JCDR - Register at Journal of Clinical and Diagnostic Research
Journal of Clinical and Diagnostic Research, ISSN - 0973 - 709X
Psychiatry Section DOI : 10.7860/JCDR/2017/23656.9762
Year : 2017 | Month : May | Volume : 11 | Issue : 5 Full Version Page : VC01 - VC04

Artificial Neural Network (ANN) Model to Predict Depression among Geriatric Population at a Slum in Kolkata, India

Arkaprabha Sau1, Ishita Bhakta2

1 Junior Resident, Department of Community Medicine, R.G. Kar Medical College and Hospital, Kolkata, West Bengal, India.
2 PhD Research Fellow, Department of Computer Science and Engineering, West Bengal University of Technology, Kolkata, West Bengal, India.

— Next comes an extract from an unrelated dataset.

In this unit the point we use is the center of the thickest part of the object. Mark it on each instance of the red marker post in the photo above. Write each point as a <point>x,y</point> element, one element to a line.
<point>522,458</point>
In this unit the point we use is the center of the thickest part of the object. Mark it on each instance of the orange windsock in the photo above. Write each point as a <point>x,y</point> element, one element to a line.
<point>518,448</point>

NAME, ADDRESS, E-MAIL ID OF THE CORRESPONDING AUTHOR: Dr. Arkaprabha Sau, Professor Colony, Kanakpur, Panskura R.S., Purba Medinipur-721152, West Bengal, India.
E-mail: arka.doctor@gmail.com
Abstract

Introduction

Depression is one of the most important causes of mortality and morbidity among the geriatric population. Although, the aging brain is more vulnerable to depression, it cannot be considered as physiological and an inevitable part of ageing. Various sociodemographic and morbidity factors are responsible for the depression among them. Using Artificial Neural Network (ANN) model depression can be predicted from various sociodemographic variables and co morbid conditions even at community level by the grass root level health care workers.

Aim

To predict depression among geriatric population from sociodemographic and morbidity attributes using ANN.

Materials and Methods

An observational descriptive study with cross-divtional design was carried out at a slum under the service area of Bagbazar Urban Health and Training Centre (UHTC) in Kolkata. Among 126 elderlies under Bagbazar UHTC, 105 were interviewed using predesigned and pretested schedule. Depression status was assessed using 30 item Geriatric Depression Scale. WEKA 3.8.0 was used to develop the ANN model and test its performance.

Results

Prevalence of depression among the study population was 45.7%. Various sociodemographic variables like age, gender, literacy, living spouse, working status, personal income, family type, substance abuse and co morbid conditions like visual problem, mobility problem, hearing problem and sleeping problem were taken into consideration to develop the model. Prediction accuracy of this ANN model was 97.2%.

Conclusion

Depression among geriatric population can be predicted accurately using ANN model from sociodemographic and morbidity attributes.

Keywords

Introduction

The government of India, defines ‘senior citizen’ in “National Policy on Older Persons” (1999) as a person who is 60-year-old or above [1]. They are 8% of the total population as per 2011 Indian census. The numbers of elderly persons are increasing day by day not only in India but worldwide also, due to various factors like better health care delivery system, better diagnostic and treatment facility. At present, China has the largest geriatric population in the world followed by India [2]. By the year 2050 in India, elderly population will likely go up to 20% of total population [3].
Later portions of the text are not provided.